While in France this does not seem to be the case, different typologies can have different spatial patterns. This can be driven by spatial variations in solar resource availability, land use, population and industry density, as well as regulatory/business practices.

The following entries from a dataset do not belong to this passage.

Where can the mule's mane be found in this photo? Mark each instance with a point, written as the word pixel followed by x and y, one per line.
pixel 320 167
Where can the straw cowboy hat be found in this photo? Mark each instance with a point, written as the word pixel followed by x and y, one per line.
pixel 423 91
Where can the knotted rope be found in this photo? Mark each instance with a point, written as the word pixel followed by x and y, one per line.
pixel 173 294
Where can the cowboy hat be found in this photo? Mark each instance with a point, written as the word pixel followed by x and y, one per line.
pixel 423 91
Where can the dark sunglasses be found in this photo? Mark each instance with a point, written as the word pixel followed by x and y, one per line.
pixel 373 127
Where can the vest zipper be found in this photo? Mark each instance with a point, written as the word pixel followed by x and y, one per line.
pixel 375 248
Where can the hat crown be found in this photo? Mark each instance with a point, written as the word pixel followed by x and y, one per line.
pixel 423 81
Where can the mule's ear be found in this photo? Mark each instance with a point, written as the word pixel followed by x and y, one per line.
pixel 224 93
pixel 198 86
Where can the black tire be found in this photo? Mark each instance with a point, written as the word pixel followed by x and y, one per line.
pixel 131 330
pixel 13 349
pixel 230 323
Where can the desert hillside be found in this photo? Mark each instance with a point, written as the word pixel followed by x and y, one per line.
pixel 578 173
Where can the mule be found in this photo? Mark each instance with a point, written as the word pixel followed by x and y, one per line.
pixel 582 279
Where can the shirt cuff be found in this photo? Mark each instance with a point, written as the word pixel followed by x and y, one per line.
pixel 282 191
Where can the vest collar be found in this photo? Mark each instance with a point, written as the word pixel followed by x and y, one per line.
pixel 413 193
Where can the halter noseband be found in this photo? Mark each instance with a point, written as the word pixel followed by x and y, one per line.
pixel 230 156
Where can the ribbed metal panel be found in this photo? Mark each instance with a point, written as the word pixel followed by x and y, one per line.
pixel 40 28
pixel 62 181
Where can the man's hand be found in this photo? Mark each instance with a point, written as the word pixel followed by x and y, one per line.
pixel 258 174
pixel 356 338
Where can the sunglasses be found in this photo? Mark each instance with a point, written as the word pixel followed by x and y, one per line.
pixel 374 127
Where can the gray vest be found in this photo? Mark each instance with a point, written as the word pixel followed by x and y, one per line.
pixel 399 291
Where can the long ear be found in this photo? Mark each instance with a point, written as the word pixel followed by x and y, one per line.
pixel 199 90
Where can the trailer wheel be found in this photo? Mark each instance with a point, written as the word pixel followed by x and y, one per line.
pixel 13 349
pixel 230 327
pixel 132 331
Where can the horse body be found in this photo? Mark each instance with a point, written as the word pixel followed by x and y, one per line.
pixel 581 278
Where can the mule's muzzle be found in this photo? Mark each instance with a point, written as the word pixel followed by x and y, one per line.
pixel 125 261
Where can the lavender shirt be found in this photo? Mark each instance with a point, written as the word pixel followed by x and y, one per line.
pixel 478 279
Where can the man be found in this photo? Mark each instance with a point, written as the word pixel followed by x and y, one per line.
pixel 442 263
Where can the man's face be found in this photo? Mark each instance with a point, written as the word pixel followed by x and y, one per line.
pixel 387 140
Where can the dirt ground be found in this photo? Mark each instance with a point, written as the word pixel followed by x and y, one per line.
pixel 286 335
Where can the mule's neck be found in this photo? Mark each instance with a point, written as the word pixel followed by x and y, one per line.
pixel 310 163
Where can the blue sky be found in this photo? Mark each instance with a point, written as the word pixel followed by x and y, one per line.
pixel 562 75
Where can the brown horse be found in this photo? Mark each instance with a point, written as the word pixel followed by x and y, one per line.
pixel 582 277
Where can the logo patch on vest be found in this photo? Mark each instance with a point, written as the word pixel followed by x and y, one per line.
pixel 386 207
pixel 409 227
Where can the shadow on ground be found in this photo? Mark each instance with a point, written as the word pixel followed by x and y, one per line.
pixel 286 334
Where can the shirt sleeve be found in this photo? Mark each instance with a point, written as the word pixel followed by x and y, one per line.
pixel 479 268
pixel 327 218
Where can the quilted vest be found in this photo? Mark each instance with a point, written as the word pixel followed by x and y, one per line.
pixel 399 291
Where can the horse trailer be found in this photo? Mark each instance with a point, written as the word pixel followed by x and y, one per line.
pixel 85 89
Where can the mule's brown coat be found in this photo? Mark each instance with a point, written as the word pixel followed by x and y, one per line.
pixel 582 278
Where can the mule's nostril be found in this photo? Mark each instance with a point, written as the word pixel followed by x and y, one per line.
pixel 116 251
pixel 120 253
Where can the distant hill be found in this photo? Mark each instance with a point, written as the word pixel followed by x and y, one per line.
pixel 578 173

For example, in Portugal, self-consumption is more present near the coastline where people/services are, and in the North where there is more industry.

Take home messages 📌#

As no sub-national IC data for SPV is available for the whole PECD region, gridded data is currently aggregated using a naive spatial mean that assumes that SPV is equally present within a given territory (dismissing certain exclusion areas).
When suitable IC data is available, it is easy to account for a custom spatial weighting relying for example on the NUTS 2 aggregated data. A similar approach could be used for the raw gridded data, but unless data finer than NUTS 2 is available, it would lead to the same result while requiring the reading and processing of NetCDF files.
A custom aggregation was done for France, as an example, where PV prevails in the sunnier South. In this case, while it raises the annual CF, at the seasonal level the custom aggregation can both increase and decrease the CF values.
These results depend on the spatial patterns of both IC and CF.
For SPV the IC spatial patterns can vary considerably from one country to another, which asks for a broader data collection.